Infection by Toxoplasma gondii down-regulates the host innate immune responses, such as proinflammatory cytokine production, in a Stat3-dependent manner. A forward genetic approach recently demonstrated that the type II strain fails to suppress immune responses because of a potential defect in a highly polymorphic parasite-derived kinase, ROP16. We generated ROP16-deficient type I parasites by reverse genetics and found a severe defect in parasite-induced Stat3 activation, culminating in enhanced production of interleukin (IL) 6 and IL-12 p40 in the infected macrophages. Furthermore, overexpression of ROP16 but not ROP18 in mammalian cells resulted in Stat3 phosphorylation and strong activation of Stat3-dependent promoters. In addition, kinase-inactive ROP16 failed to activate Stat3. Comparison of type I and type II ROP16 revealed that a single amino acid substitution in the kinase domain determined the strain difference in terms of Stat3 activation. Moreover, ROP16 bound Stat3 and directly induced phosphorylation of this transcription factor. These results formally establish an essential and direct requirement of ROP16 in parasite-induced Stat3 activation and the significance of a single amino acid replacement in the function of type II ROP16.

Potent antimycobacterial activity of mouse secretory leukocyte protease inhibitor.
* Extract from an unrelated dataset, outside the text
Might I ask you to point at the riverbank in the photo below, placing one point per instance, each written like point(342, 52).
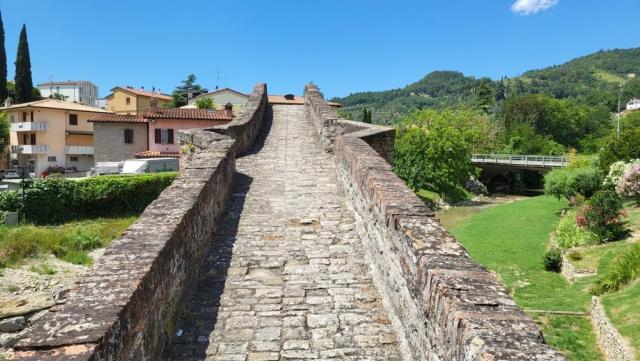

Secretory leukocyte protease inhibitor (SLPI) has multiple functions, including inhibition of protease activity, microbial growth, and inflammatory responses. In this study, we demonstrate that mouse SLPI is critically involved in innate host defense against pulmonary mycobacterial infection. During the early phase of respiratory infection with Mycobacterium bovis bacillus Calmette-Guérin, SLPI was produced by bronchial and alveolar epithelial cells, as well as alveolar macrophages, and secreted into the alveolar space. Recombinant mouse SLPI effectively inhibited in vitro growth of bacillus Calmette-Guérin and Mycobacterium tuberculosis through disruption of the mycobacterial cell wall structure. Each of the two whey acidic protein domains in SLPI was sufficient for inhibiting mycobacterial growth. Cationic residues within the whey acidic protein domains of SLPI were essential for disruption of mycobacterial cell walls. Mice lacking SLPI were highly susceptible to pulmonary infection with M. tuberculosis. Thus, mouse SLPI is an essential component of innate host defense against mycobacteria at the respiratory mucosal surface.